Jeśli chodzi o warszawską imprezę, to uwagę zwraca agresywna retoryka USA oraz Izraela wymierzona w Iran, która jednak robi wrażenie całkowicie gołosłownej. Pence wspomniał tylko o ewentualnym zaostrzeniu sankcji wobec Iranu. Jak się wydaje, pomysł USA polegać miał na utworzeniu sojuszu Izraela i monarchii arabskich znad Zatoki Perskiej mogącego w przyszłości przeciwstawić się Iranowi podczas stopniowego wycofywania się Stanów Zjednoczonych z tego rejonu. Na przeszkodzie stanęła jednak sprawa Palestyńczyków, w której Arabowie nie chcą ustąpić. Dlatego też wyciągnięto plan Jareda Kushnera dotyczący tej kwestii. Nie doszło tu jednak do żadnego porozumienia i sprawę odłożono do po wyborach w Izraelu, czyli po 9 kwietnia 2019. Tak więc cała konferencja spełzła właściwie na niczym. Więcej możemy się dowiedzieć na konferencji bezpieczeństwa w Monachium, która zaczęła się dzisiaj i potrwa do niedzieli. Tam obecne są wszystkie strony bliskowschodniego konfliktu, a w szczególności Rosja oraz Iran.
Teraz o żydowskich atakach na Polskę, które tak nas denerwują. Trzeba przede wszystkim zauważyć, że ewentualne wycofanie się USA autentycznie przeraża Izrael.
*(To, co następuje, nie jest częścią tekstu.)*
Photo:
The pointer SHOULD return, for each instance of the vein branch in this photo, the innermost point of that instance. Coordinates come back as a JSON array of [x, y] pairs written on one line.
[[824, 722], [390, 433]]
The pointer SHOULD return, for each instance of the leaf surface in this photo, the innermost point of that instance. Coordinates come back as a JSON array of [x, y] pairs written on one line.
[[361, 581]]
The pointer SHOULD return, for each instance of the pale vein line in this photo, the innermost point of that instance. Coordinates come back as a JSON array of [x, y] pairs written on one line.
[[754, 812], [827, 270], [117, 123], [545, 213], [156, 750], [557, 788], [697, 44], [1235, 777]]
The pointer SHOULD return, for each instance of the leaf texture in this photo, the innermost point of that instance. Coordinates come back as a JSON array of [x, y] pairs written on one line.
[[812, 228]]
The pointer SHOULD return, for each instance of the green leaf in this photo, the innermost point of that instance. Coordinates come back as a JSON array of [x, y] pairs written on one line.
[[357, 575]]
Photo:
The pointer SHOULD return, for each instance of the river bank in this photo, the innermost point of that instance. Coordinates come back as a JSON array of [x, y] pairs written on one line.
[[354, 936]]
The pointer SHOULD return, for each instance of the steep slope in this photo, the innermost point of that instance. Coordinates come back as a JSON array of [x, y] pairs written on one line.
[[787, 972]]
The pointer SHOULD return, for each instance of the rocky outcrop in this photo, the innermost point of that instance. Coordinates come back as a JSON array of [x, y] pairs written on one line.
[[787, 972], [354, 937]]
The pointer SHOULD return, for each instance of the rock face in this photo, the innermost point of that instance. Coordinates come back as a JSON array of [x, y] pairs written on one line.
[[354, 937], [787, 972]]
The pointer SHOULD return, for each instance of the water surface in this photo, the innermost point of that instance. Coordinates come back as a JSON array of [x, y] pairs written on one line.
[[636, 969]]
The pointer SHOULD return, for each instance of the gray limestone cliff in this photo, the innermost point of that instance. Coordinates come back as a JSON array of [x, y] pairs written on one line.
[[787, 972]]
Stąd wojenna histeria Netanjahu. Moim zdaniem Polska odgrywa tu rolę chłopca do bicia. Żydzi nie maja odwagi atakować Stanów Zjednoczonych, ale mogą wyładowywać swój gniew na Polsce. Robią to chętnie, bo wielu z nich jest nastawiona antypolsko od zawsze. My powinniśmy spokojnie dawać odpór tej propagandzie i pamiętać cały czas, że to Izrael ma "masło na głowie", a nie my. To on jest wiecznie ostrzeliwany rakietami i dronami.
- elig - blog
- Zaloguj się, by odpowiadać
2 komentarze
1. Bardzo oryginalna ocena sytuacji
"Teraz o zydowskich atakach na Polske, ktore tak nas denerwuja...Zydzi nie maja odwagi atakowc Stany Zjednoczone, ale moga wyladowac swoj gniew na Polsce".
Pierwszy raz spotykam sie z taka analiza.
2. @Elig
Może być coś na rzeczy, ze Izrael nie chce by USA miały jakiegoś innego niż on "sojusznika strategicznego" więc ataki na Polskę jeszcze się nasilają, ale tylko dla tego, że tworzenie tego sojuszu to jest ciąg dodatkowych po temu pretekstów. Jeżeli zaś chodzi o cel tych ataków to oczywiście jest nią chęć otrzymania zadośćuczynienia ale genezą tej chęci jest w pierwszej kolejności kwestia religjna a chciwość pieniędzy jest pochodną obawy, że Bóg odstąpił od Przymierza już ostatecznie. Byłby to pierwszy w historii przypadek, że krzywda Żydów przyniosła komuś korzyść bez zaciągania długu do spłacenia wobec Izraela. Izrael więc chce niejako wymusić skutki jakby to Przyierze dalej obowiązywało. Oni owszem przyjmują do wiadomości, że Bóg się na nich czasem gniewa i wtedy mają ciężko, ale każdy kto miał korzyść z kary zaciągał dług, który musiał spłacić. Teraz jakby jest inaczej.
Natomiast co efektów konferencji to chyba rzeczywiście są skromne chyba, że tak na prawdę nikomu na innych nie zależało. W obecną wojnę na Bliskim Wschodzie USA zostało wmanewrowane przez kraje europejskie, które wymusiły na Obamie wstąpienie USA do koalicji na miejsce W.Brytanii. Po osiągnięciu przez USA samodzielności energetycznej znaczenie Bliskiego Wschodu dla USA bardzo spadło. Spada też i w związku z tym znaczenie Izraela.
Tak więc może się okazać, że to czy będzie jakieś porozumienie z Izraelem, czy nie staje się powoli bez znaczenia, bo USA ma już w Europie nowego sojusznika. Być może ta konferencja miał właśnie to pokazać?